Au vu de la faiblesse de la croissance et du recul de la création d’emplois, la vulnérabilité socioéconomique de la Tunisie reste prononcée, exposant plusieurs segments de la population au risque de sombrer dans la pauvreté, laquelle guette près de 24% de la population, selon le dernier rapport de la Banque Mondiale sur le pays intitulé “Tunisie – Diagnostic Systématique Pays / Réhabiliter la confiance et répondre aux aspirations des citoyens – Pour une Tunisie plus prospère et inclusive ” .

L’analyse tendancielle des vulnérabilités montre que l’assistance sociale et l’Etat-providence ne suffisent pas à lutter contre les vulnérabilités socio-économiques en l’absence d’une croissance soutenue et de mesures favorables à la création d’emplois, indique le rapport publié jeudi.

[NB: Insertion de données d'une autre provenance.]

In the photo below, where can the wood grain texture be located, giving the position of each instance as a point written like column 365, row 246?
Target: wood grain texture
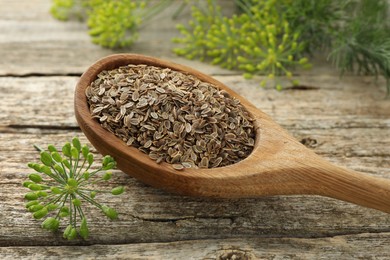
column 278, row 164
column 346, row 121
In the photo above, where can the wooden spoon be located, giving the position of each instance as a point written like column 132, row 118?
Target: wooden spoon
column 278, row 165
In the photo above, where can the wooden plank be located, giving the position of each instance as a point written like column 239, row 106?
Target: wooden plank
column 364, row 246
column 152, row 215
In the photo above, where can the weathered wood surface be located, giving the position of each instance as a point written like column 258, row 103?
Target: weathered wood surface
column 347, row 121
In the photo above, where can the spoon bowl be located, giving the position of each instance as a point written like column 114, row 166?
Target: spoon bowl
column 278, row 164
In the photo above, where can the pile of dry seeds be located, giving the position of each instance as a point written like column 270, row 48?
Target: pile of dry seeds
column 171, row 116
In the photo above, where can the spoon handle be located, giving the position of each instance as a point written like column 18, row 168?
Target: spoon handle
column 355, row 187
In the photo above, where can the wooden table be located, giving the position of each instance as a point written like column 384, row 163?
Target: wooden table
column 344, row 120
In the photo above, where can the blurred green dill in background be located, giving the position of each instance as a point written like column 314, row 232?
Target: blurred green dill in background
column 263, row 37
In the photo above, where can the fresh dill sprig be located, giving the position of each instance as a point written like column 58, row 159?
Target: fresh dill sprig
column 62, row 183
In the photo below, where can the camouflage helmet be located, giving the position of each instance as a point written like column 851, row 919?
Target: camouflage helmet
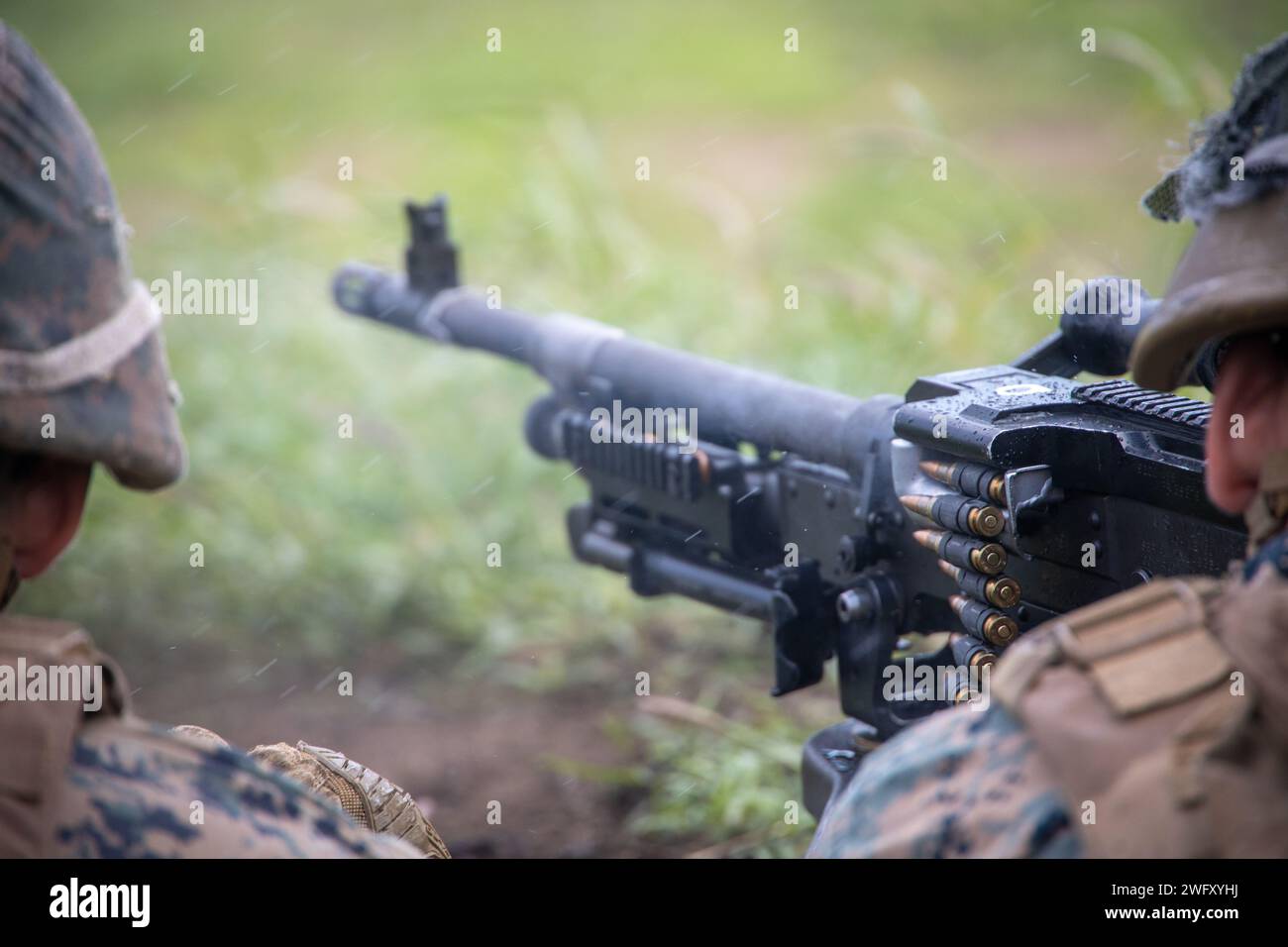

La vulnérabilité est multidimensionnelle et couvre à la fois une dimension économique et une dimension sociale. Elle est alimentée par l’absence d’opportunités économiques et continue d’entraver la mobilité socio-économique, affectant de manière disproportionnée les régions défavorisées, les femmes, les jeunes et les minorités ethniques. Ainsi, les taux d’assiduité et de réussite scolaire sont fortement marqués par les disparités régionales et le clivage urbain-rural, explique le rapport.

1,6 million de personnes sorties de la pauvreté

La vulnérabilité est davantage prononcée dans les milieux ruraux, où en 2019, 42% de la population a été estimée vulnérable (comparativement à 15% dans les milieux urbains). La proportion de la population rurale estimée vulnérable a à peine diminué entre 2000 et 2019, témoignant de la persistance de la précarité des moyens de subsistance des citoyens des régions défavorisées, en dépit des progrès réalisés en matière de réduction de la pauvreté.

Le rapport rappelle que la Tunisie a réussi, durant la période 2010-2015, à réduire la pauvreté de 20,3% à 15,2%, permettant de sortir 1,6 million de personnes de la pauvreté, et ce en dépit de la faible croissance du PIB par habitant et la croissance négative du revenu par habitant durant cette période. Il explique ce résultat principalement par l’élargissement de la portée des transfert sociaux et la révision à la hausse des programmes des transferts monétaires (PNAFN).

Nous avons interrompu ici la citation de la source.